Plaintiff's proposed Third Amended Complaint and the documents attached thereto and incorporated by reference do not identify the date on which his underlying criminal proceeding terminated, i.e., the date on which the jury rendered its verdict. In addition, plaintiff does not attach or refer to any documents or statements in his pleadings indicating that his underlying criminal proceeding terminated on April 12, 2011. Rather, the facts demonstrating that plaintiff's malicious prosecution claim is time-barred can be gleaned only from defendant's Memorandum of Law, which is not within the narrow range of factual sources that a district court may consider at this stage. See Staehr v. Hartford Financial Servs. Group Inc., supra, 547 F.3d at 425 ("We have stated that, ‘[d]ismissal under Fed.R.Civ.P. 12(b)(6) is appropriate when a defendant raises ... [a statutory bar] as an affirmative defense and it is clear from the face of the complaint, and matters of which the court may take judicial notice, that the plaintiff's claims are barred as a matter of law.’ "), quoting Conopco, Inc., v. Roll INt'l, 231 F.3d 82, 86 (2d Cir. 2000) ); Chisholm v. United of Omaha Life Ins. Co., 514 F.Supp.2d 318, 324 (D. Conn. 2007) ("While a statute of limitations defense is most often pleaded as an affirmative defense and may require a factual inquiry beyond the face of the complaint, a defendant may raise the statute of limitations in a Rule 12(b)(6) motion ‘[w]here the dates in a complaint show that an action is barred by a statute of limitations ....’ "), quoting Ghartey v. St. John's Queens Hosp., 869 F.2d 160, 162 (2d Cir. 1989).

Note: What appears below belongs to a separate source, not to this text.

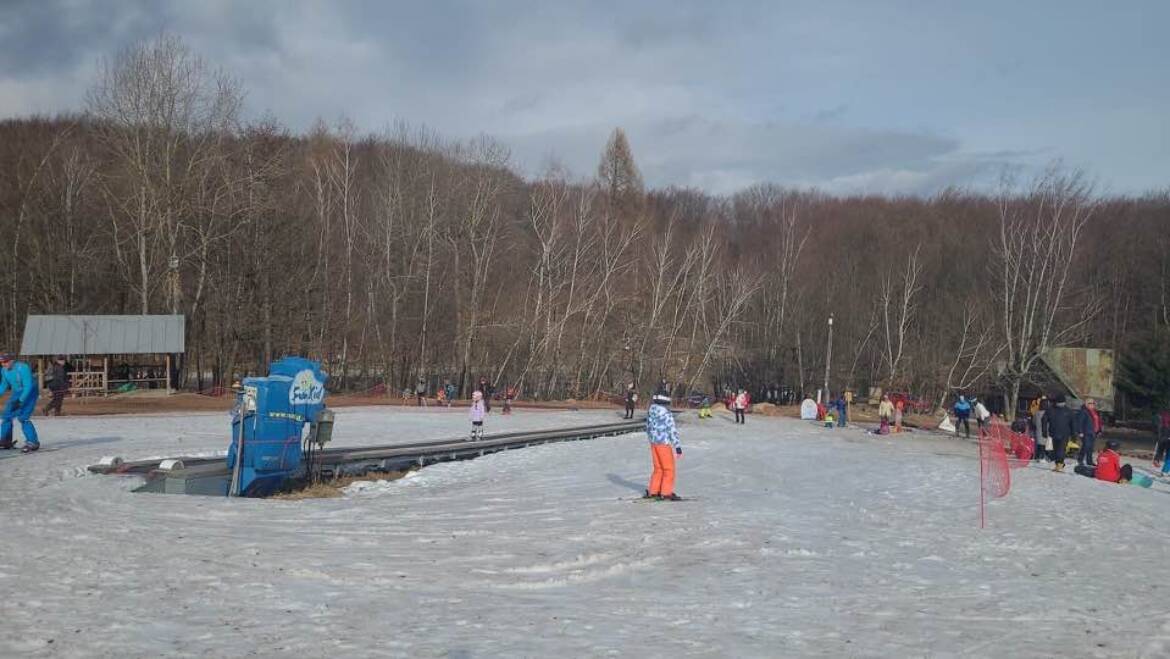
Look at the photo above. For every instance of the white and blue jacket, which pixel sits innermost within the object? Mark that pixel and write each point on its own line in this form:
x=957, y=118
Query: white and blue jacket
x=660, y=426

Accordingly, because plaintiff's pleadings do not provide the date on which his underlying criminal proceeding terminated, defendants' argument that plaintiff's malicious prosecution claim is time-barred lacks any factual support, and plaintiff's motion for leave to add a "new" claim for malicious prosecution is granted
For all the foregoing reasons, plaintiff's motion to amend is granted in part and denied in part. Plaintiff's motion is granted to the extent that he seeks to assert a Section 1983 malicious prosecution claim against existing defendants. The motion is denied to the extent plaintiff seeks to assert state law tort claims against any party or to add Batignani as a defendant. Plaintiff shall file the Third Amended Complaint by no later than March 30, 2018.
The Clerk is requested to mark Docket Item 72 closed.